To examine possible effect modification by maternal characteristics on the associations of heatwaves with preterm and early-term births, we conducted analyses stratified by maternal education (< 12 years, 12 years, and ≥ 13 years), maternal race/ethnicity (Hispanic, non-Hispanic white, and non-Hispanic black), child sex (male and female), and region (Northeast, Midwest, South, and West) and tested interaction by adding an interaction term with heatwave indicators to our primary model (Table S1).
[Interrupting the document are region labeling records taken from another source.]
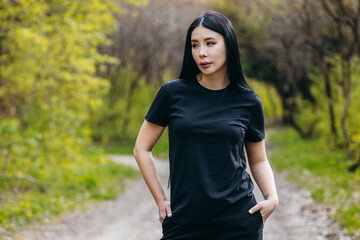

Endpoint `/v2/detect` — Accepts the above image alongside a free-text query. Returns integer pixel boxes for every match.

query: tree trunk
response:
[121,72,140,135]
[314,51,338,138]
[341,58,351,152]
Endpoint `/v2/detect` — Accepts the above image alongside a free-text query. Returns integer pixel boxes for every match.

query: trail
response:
[9,155,351,240]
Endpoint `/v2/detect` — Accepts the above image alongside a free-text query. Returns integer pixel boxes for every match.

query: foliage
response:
[213,0,360,171]
[91,0,202,145]
[0,144,137,232]
[0,0,144,234]
[269,129,360,236]
[248,79,282,123]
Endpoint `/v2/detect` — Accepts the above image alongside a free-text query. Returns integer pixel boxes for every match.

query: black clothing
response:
[160,196,263,240]
[145,76,265,225]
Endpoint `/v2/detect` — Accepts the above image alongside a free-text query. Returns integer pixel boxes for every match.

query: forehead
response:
[191,25,223,41]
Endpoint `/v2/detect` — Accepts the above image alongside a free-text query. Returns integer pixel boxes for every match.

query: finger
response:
[165,205,172,217]
[249,204,262,214]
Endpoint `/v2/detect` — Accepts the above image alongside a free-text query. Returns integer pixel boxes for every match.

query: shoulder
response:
[234,87,261,105]
[161,78,190,92]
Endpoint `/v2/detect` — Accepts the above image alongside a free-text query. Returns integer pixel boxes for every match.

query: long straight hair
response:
[179,11,251,90]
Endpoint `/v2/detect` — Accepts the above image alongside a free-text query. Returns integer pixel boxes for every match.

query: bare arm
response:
[134,120,172,222]
[246,140,279,222]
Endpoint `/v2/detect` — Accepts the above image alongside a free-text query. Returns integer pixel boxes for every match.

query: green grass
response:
[269,129,360,235]
[0,145,139,235]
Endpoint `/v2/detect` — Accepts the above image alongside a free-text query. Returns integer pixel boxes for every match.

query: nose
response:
[199,47,207,58]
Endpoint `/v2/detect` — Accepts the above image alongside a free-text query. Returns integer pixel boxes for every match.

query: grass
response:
[0,145,139,239]
[269,129,360,236]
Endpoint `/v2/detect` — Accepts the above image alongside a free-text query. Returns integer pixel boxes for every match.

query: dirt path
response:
[10,156,350,240]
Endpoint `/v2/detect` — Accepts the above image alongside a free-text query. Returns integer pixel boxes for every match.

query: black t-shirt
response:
[145,76,265,224]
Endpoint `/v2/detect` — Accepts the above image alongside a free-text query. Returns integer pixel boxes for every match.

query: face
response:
[191,26,226,75]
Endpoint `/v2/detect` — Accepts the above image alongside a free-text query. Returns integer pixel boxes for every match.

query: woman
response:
[134,12,278,240]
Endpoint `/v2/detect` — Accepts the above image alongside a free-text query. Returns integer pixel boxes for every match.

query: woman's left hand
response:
[249,199,279,224]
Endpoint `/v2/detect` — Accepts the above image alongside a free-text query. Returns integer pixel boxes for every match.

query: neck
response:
[197,65,230,90]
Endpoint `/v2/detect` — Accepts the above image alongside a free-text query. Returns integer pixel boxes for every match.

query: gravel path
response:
[9,155,351,240]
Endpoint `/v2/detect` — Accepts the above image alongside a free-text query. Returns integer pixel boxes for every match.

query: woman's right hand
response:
[158,200,172,223]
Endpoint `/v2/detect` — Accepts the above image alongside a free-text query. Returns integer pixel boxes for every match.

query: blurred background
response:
[0,0,360,239]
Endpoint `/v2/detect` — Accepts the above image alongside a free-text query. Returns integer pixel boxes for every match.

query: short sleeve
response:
[145,84,169,127]
[245,97,265,142]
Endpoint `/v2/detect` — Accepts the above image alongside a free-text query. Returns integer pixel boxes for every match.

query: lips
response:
[200,61,211,68]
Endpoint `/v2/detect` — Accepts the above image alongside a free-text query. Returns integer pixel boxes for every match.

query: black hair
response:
[179,11,251,90]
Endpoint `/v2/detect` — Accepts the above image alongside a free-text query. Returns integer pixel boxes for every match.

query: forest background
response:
[0,0,360,236]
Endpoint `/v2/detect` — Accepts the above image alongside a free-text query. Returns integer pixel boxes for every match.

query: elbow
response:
[133,145,139,159]
[133,145,151,160]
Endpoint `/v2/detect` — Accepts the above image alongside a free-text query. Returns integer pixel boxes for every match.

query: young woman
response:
[134,12,278,240]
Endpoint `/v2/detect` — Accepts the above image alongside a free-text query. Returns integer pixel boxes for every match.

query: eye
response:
[191,43,199,48]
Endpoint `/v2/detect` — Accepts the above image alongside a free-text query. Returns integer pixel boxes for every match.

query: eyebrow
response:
[191,37,216,42]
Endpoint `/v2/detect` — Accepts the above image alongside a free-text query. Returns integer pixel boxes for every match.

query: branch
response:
[321,0,341,23]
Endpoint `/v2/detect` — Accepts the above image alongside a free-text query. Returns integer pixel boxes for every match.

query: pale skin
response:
[134,26,278,223]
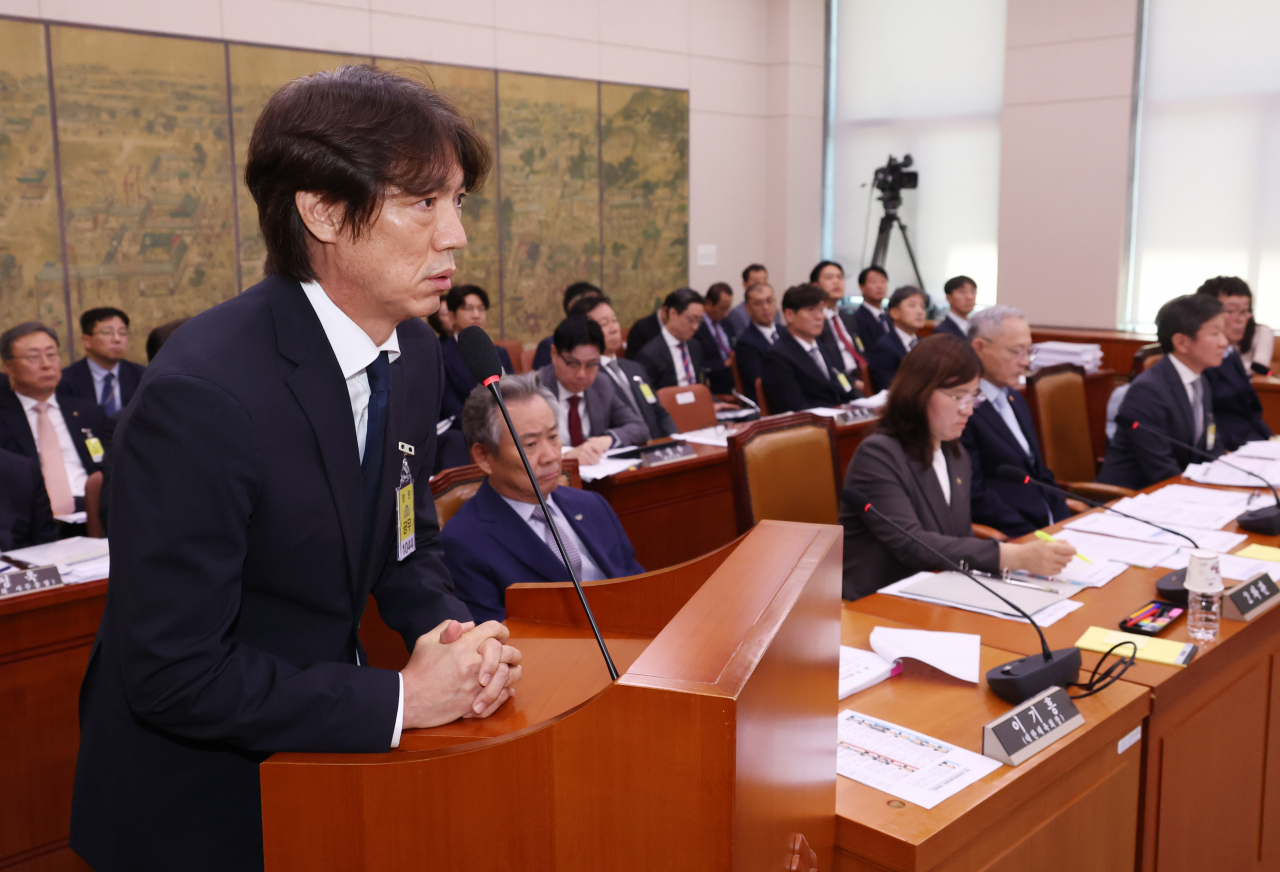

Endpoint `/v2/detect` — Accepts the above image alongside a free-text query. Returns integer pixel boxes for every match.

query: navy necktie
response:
[360,351,392,571]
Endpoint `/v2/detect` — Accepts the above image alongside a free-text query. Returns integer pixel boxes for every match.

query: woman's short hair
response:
[244,64,493,282]
[879,333,982,465]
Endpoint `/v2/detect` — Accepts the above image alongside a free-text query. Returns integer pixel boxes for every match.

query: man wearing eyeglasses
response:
[0,321,110,519]
[538,316,649,466]
[960,306,1071,537]
[58,306,147,417]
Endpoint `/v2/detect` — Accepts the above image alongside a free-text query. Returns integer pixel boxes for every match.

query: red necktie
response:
[568,397,584,448]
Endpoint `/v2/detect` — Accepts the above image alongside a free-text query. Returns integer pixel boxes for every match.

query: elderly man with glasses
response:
[960,306,1071,537]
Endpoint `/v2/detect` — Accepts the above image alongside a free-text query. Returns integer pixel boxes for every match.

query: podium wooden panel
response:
[261,521,842,872]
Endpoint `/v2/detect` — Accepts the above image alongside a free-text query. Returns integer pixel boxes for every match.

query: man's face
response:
[973,318,1032,388]
[664,302,704,342]
[586,302,622,350]
[4,330,63,400]
[858,271,888,309]
[471,397,561,503]
[552,346,600,393]
[947,282,978,318]
[782,303,827,342]
[81,316,129,365]
[746,284,778,327]
[888,293,924,335]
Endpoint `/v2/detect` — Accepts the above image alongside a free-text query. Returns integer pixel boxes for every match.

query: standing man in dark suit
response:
[1098,293,1228,490]
[0,321,111,515]
[933,275,986,338]
[58,306,147,417]
[440,374,644,621]
[568,297,677,439]
[70,67,520,872]
[960,306,1071,538]
[867,284,928,391]
[538,318,649,466]
[764,284,863,414]
[694,282,737,393]
[636,288,705,388]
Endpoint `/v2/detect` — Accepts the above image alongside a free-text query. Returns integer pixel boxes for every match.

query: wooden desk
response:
[852,483,1280,872]
[836,606,1151,872]
[0,580,106,872]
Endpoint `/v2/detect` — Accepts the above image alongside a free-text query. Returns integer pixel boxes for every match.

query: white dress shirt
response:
[499,485,605,581]
[14,391,89,497]
[299,282,404,748]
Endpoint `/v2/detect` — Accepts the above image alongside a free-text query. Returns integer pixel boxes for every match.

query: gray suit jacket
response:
[840,433,1000,599]
[538,364,649,446]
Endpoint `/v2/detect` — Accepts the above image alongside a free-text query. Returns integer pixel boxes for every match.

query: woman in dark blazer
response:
[840,334,1075,599]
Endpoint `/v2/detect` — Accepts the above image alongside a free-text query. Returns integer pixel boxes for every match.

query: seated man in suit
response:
[962,306,1071,538]
[933,275,984,338]
[58,306,147,417]
[568,297,677,439]
[0,321,111,515]
[440,373,644,621]
[1098,293,1228,490]
[1196,277,1271,451]
[532,282,604,371]
[694,282,737,393]
[538,318,649,466]
[733,282,778,402]
[867,284,928,391]
[764,284,863,414]
[628,288,705,388]
[854,266,893,351]
[0,449,58,551]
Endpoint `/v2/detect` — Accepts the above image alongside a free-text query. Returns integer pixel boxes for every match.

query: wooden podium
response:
[261,521,842,872]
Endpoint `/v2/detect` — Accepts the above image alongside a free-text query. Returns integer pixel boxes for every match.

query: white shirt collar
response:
[302,282,399,379]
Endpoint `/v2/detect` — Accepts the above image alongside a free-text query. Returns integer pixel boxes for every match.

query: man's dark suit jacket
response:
[440,481,644,621]
[0,391,115,475]
[762,332,863,415]
[70,277,471,872]
[627,312,662,360]
[628,333,707,391]
[692,318,737,393]
[1098,356,1222,490]
[58,357,147,408]
[867,330,906,391]
[0,451,58,551]
[960,381,1071,537]
[840,433,1000,599]
[538,364,649,446]
[1204,348,1271,451]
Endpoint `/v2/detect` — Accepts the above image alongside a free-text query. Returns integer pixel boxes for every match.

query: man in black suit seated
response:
[58,306,147,417]
[960,306,1071,537]
[733,282,780,402]
[568,297,677,439]
[70,65,520,872]
[854,266,893,351]
[1098,293,1228,490]
[532,282,604,373]
[0,321,113,519]
[764,284,863,414]
[1196,275,1271,451]
[694,282,737,393]
[636,288,705,388]
[538,318,649,466]
[867,284,928,391]
[933,275,986,338]
[0,448,58,551]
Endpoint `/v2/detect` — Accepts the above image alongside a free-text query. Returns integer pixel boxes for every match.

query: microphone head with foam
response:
[458,327,502,385]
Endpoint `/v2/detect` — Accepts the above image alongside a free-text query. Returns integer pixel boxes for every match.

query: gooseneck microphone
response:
[458,327,618,681]
[996,464,1199,548]
[841,487,1080,706]
[1116,415,1280,537]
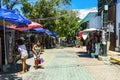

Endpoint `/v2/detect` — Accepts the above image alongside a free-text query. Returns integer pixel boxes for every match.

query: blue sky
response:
[72,0,98,9]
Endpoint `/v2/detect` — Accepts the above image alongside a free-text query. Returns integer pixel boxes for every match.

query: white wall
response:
[89,16,101,29]
[116,0,120,47]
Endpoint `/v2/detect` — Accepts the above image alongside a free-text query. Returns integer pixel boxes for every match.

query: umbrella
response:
[81,28,99,32]
[51,31,58,38]
[9,22,42,31]
[24,28,45,33]
[0,9,31,26]
[78,32,83,38]
[0,8,31,64]
[45,29,52,35]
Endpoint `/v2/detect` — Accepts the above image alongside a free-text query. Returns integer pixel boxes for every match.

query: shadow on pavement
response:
[76,52,91,58]
[0,74,23,80]
[0,63,31,80]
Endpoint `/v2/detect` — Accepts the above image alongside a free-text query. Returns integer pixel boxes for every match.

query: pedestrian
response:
[18,37,28,74]
[32,41,41,69]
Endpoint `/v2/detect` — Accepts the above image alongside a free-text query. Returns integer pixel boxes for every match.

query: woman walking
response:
[32,41,41,69]
[18,37,28,74]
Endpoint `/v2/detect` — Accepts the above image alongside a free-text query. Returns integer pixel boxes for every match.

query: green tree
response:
[22,0,79,36]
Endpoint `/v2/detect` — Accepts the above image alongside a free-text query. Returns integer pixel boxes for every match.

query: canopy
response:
[51,31,58,38]
[9,22,42,31]
[45,29,52,35]
[0,9,31,26]
[78,32,83,38]
[24,28,45,33]
[80,28,99,33]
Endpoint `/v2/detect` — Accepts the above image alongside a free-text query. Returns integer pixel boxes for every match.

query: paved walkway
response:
[0,47,120,80]
[20,48,95,80]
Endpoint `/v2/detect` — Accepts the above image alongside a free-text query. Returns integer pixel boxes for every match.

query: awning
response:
[0,9,31,26]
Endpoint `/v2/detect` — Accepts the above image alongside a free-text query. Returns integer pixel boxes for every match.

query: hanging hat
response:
[20,37,25,40]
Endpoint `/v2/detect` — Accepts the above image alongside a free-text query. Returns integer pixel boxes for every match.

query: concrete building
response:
[116,0,120,51]
[81,12,102,30]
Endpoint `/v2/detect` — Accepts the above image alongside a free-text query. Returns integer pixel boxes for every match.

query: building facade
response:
[98,0,117,51]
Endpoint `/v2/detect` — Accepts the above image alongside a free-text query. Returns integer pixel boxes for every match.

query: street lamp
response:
[102,5,108,56]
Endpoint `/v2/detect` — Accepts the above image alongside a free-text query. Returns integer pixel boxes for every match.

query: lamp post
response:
[102,5,108,56]
[0,0,2,8]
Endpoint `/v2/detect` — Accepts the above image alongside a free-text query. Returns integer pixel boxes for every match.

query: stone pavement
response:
[75,48,120,80]
[19,48,95,80]
[0,47,120,80]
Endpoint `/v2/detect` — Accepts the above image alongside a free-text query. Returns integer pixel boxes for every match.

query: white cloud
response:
[74,7,97,19]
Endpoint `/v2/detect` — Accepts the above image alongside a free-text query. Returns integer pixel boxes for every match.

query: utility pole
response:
[0,0,2,8]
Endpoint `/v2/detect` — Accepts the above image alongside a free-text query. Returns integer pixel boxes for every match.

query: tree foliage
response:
[22,0,79,36]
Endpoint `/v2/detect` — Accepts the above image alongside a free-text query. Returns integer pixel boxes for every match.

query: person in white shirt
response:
[18,37,28,74]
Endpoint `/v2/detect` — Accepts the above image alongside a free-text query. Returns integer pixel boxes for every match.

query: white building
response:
[81,12,102,29]
[116,0,120,51]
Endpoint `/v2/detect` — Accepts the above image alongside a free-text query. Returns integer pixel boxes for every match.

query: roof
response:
[81,12,97,23]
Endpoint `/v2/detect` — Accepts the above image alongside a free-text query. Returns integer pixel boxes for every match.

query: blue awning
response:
[0,9,31,26]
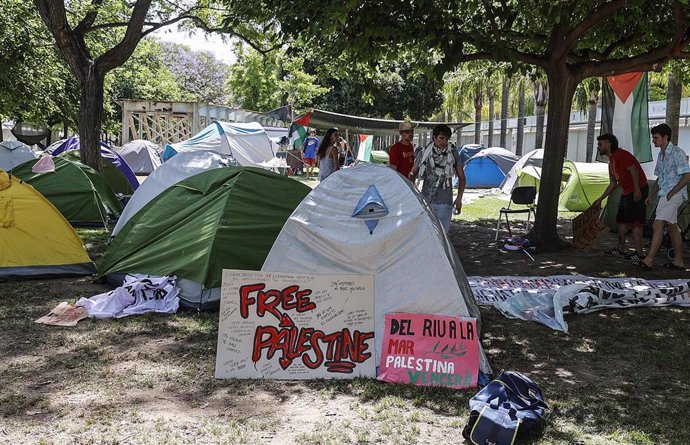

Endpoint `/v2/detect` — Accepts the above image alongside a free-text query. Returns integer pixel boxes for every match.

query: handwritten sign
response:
[378,313,479,388]
[216,270,376,379]
[573,201,609,252]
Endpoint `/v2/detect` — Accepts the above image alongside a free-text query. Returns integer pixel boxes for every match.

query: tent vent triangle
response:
[352,184,388,233]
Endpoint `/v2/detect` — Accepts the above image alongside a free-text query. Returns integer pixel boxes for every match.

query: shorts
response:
[655,192,683,224]
[616,185,649,227]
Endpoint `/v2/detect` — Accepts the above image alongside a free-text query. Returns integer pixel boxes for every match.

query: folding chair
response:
[494,186,537,241]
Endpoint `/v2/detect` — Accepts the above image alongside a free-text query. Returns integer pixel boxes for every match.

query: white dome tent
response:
[262,164,490,373]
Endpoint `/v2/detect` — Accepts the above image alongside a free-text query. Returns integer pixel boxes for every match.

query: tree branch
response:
[74,0,103,39]
[96,0,151,74]
[34,0,90,82]
[554,0,628,59]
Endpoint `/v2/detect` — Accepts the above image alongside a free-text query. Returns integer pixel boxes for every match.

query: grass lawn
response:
[0,196,690,445]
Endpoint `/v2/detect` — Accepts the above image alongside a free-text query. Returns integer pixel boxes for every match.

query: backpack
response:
[462,371,549,445]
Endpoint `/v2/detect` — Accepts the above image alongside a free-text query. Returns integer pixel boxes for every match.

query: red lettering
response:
[256,289,282,320]
[295,289,316,312]
[240,283,266,318]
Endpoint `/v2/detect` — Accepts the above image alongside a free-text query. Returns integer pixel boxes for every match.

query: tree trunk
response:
[486,86,496,147]
[500,76,510,148]
[474,86,482,144]
[79,64,103,172]
[528,67,580,251]
[666,71,683,145]
[585,92,599,162]
[534,82,549,148]
[515,81,525,156]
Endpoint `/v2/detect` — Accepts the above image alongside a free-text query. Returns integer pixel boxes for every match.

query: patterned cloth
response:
[654,142,690,199]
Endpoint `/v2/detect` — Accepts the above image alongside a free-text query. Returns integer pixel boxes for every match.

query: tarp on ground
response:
[0,141,38,171]
[98,167,311,307]
[0,170,95,278]
[118,139,163,175]
[464,147,518,188]
[11,156,123,226]
[163,121,275,166]
[262,163,489,372]
[110,151,230,237]
[45,136,139,196]
[501,148,544,194]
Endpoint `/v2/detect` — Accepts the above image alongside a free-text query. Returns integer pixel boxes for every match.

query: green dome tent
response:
[98,167,311,307]
[558,160,610,212]
[11,157,123,226]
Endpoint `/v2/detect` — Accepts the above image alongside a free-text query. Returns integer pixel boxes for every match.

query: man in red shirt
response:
[592,133,649,261]
[388,121,414,178]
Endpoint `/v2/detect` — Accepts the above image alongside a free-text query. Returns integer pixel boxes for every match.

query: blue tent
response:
[46,136,139,192]
[465,147,518,188]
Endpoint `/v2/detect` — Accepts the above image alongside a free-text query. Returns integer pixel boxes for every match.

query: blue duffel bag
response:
[462,371,549,445]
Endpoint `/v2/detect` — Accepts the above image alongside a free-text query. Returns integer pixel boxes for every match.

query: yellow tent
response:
[0,170,96,278]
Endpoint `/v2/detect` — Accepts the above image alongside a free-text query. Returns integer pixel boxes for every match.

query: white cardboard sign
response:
[216,270,376,379]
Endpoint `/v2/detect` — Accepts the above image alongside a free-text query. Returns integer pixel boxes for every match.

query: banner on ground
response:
[468,275,688,306]
[573,201,609,252]
[601,72,652,162]
[216,270,376,379]
[378,313,479,388]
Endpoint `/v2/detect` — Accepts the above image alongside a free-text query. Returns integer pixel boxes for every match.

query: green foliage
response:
[0,0,79,127]
[223,43,328,111]
[108,39,183,101]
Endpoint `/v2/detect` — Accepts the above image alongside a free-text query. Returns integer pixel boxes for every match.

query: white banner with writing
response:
[216,270,376,379]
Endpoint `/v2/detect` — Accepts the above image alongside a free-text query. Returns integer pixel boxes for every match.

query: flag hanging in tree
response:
[288,111,311,150]
[601,72,652,162]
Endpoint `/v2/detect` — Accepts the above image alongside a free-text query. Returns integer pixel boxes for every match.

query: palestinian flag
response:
[601,72,652,162]
[288,111,311,150]
[357,134,374,162]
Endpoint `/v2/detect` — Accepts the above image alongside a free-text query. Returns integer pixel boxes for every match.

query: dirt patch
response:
[449,219,690,279]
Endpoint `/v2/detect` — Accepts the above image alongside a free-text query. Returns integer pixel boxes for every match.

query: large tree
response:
[225,0,690,249]
[33,0,260,170]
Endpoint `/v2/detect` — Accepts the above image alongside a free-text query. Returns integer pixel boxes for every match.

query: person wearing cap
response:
[592,133,649,261]
[388,121,414,178]
[302,128,319,179]
[408,124,467,232]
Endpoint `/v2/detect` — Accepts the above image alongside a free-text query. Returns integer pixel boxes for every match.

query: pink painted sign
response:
[378,313,479,388]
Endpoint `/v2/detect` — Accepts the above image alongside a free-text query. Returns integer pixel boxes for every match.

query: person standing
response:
[388,121,414,178]
[408,124,467,232]
[316,128,340,181]
[634,124,690,270]
[302,128,319,179]
[592,133,649,261]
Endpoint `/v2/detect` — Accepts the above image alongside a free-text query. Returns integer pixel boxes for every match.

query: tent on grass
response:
[98,167,311,307]
[45,136,139,191]
[262,164,489,372]
[558,160,610,212]
[458,144,486,165]
[110,151,231,237]
[59,150,138,196]
[501,148,544,194]
[118,139,162,175]
[0,141,38,171]
[0,170,96,278]
[11,156,123,226]
[163,121,275,166]
[465,147,518,188]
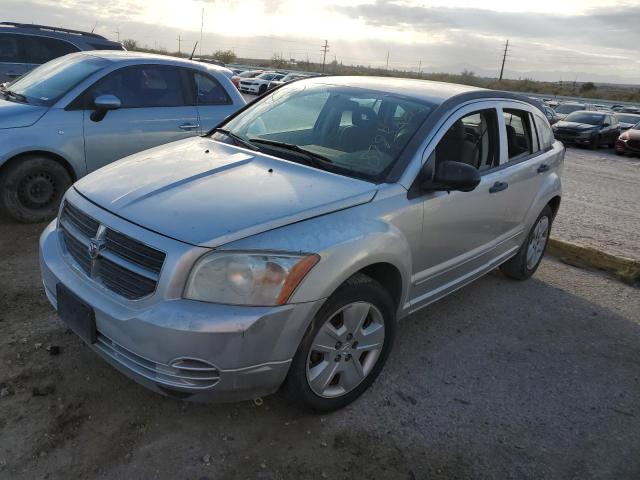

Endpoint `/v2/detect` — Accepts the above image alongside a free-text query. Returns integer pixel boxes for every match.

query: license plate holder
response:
[56,283,97,344]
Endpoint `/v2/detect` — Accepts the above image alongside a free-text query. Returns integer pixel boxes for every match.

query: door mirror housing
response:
[423,161,480,192]
[93,95,122,110]
[91,95,122,122]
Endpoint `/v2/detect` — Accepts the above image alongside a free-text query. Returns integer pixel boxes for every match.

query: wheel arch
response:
[0,150,78,182]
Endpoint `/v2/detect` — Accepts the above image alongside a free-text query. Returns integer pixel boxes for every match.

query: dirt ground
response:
[0,205,640,480]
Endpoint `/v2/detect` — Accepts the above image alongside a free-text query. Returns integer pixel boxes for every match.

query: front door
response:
[83,65,200,172]
[411,102,512,308]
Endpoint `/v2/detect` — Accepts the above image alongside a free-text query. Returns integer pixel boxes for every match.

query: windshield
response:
[616,114,640,125]
[556,104,584,113]
[564,112,604,125]
[8,54,110,106]
[214,81,433,181]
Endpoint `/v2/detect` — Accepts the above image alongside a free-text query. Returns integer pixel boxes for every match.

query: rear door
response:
[189,70,237,133]
[0,33,27,83]
[412,102,511,308]
[492,102,557,247]
[83,65,200,172]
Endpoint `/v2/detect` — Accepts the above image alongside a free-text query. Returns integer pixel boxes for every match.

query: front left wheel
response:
[0,155,72,223]
[284,274,395,412]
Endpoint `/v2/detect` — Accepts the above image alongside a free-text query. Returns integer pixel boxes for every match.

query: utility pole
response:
[320,40,329,73]
[500,40,509,81]
[200,7,204,58]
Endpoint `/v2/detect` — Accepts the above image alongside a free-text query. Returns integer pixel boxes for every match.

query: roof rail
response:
[0,22,107,40]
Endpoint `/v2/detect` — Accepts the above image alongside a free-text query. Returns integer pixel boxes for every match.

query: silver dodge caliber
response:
[40,77,564,411]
To examine the robustness of our results, instead of matching on location and adjusting for LMP month and year (as was done in the primary analysis), we instead matched on LMP month and year and adjusted for location. In addition, we conducted a sensitivity analysis restricted to complete observations (i.e., excluding observations missing matching factors or covariates). All statistical analyses were conducted using SAS (SAS version 9.4; SAS Institute Inc., Cary, NC).